Much is known all about Robert Sterling Yard’s move from the Parks Service to opposition work, because it happened in real life. By contrast, no one is sure who is behind the Twitter accounts AltYosemiteNPS, AltUSNatParkService, and BadHombreLands NPS, “the unofficial feed of Badlands National Park.” In the past week, these and other “alternative” feeds’ tweets and logos began showing up in the social-media feeds of people who don’t trust or like the Trump administration’s environmental direction. Their content blends basic facts about climate change, praise of wilderness from the likes of John Muir and Teddy Roosevelt, and exhortations to oppose Donald Trump’s nominees.

Park rangers and scientists are often special for people who grew up reading Ranger Rick.

Many of the feeds are widely received as coming from employees of the same agencies in their off-duty—or, if you prefer, rogue—hours. (Though one prominent account now claims to be run by environmental activists and journalists.) The feeds have stepped into a space briefly opened by verifiable public employees who were promptly shut down earlier this week. On January 24, the official Badlands feed posted, “Today, the amount of carbon in the atmosphere is higher than at any time in the last 650,000 years. #climate.” Coming as the Trump administration removed references to climate change from the White House website and froze the Environmental Protection Agency’s funding for research (the freeze was lifted on Friday), this bare factual tweet rang of defiance.
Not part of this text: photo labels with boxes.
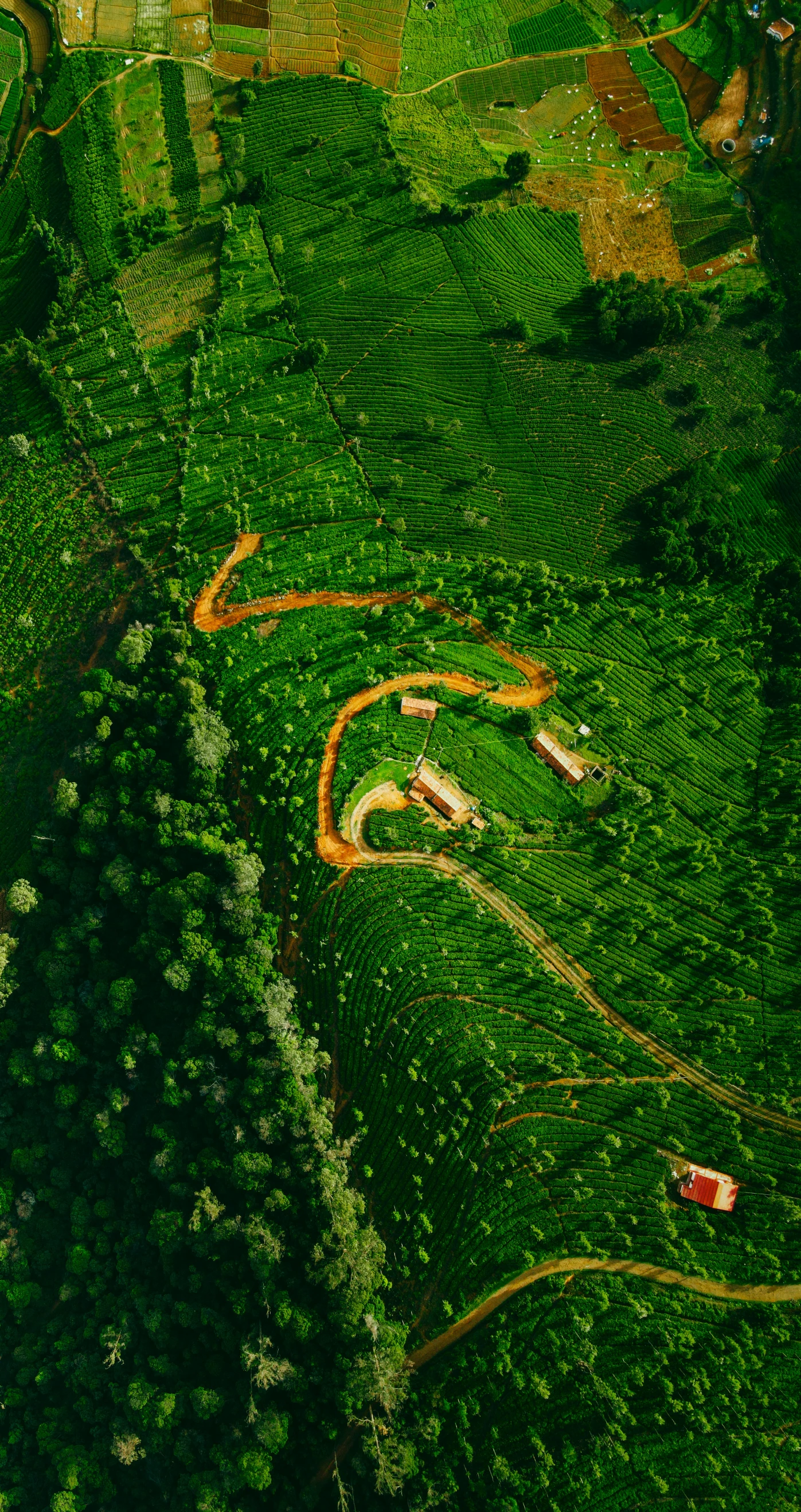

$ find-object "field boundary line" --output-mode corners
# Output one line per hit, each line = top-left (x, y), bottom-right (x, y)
(190, 532), (801, 1137)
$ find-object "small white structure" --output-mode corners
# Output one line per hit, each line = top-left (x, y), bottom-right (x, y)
(401, 699), (440, 720)
(533, 730), (585, 788)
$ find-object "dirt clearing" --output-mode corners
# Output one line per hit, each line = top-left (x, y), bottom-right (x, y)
(653, 36), (721, 126)
(698, 67), (748, 157)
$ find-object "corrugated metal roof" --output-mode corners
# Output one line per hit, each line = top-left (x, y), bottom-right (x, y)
(533, 730), (583, 782)
(678, 1166), (739, 1213)
(401, 699), (440, 720)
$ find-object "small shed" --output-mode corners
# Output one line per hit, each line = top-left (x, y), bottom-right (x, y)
(678, 1166), (739, 1213)
(533, 730), (585, 788)
(401, 699), (440, 720)
(768, 15), (795, 42)
(409, 766), (466, 820)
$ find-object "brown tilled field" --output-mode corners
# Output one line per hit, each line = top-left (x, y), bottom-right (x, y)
(587, 52), (686, 153)
(338, 0), (408, 89)
(653, 36), (721, 126)
(213, 0), (271, 30)
(526, 173), (685, 283)
(115, 224), (222, 348)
Shortly afterward, it was taken down.

Soon thereafter, the alternative accounts began to appear. NASA and the EPA have their anti-Trump Twitter doppelgangers. Even an alternative account for the Herbert Hoover National Historic Site, in West Branch, Iowa, has been reminding followers of Hoover’s warning that, “Immediately upon attaining power each dictator has suppressed all free speech except his own.”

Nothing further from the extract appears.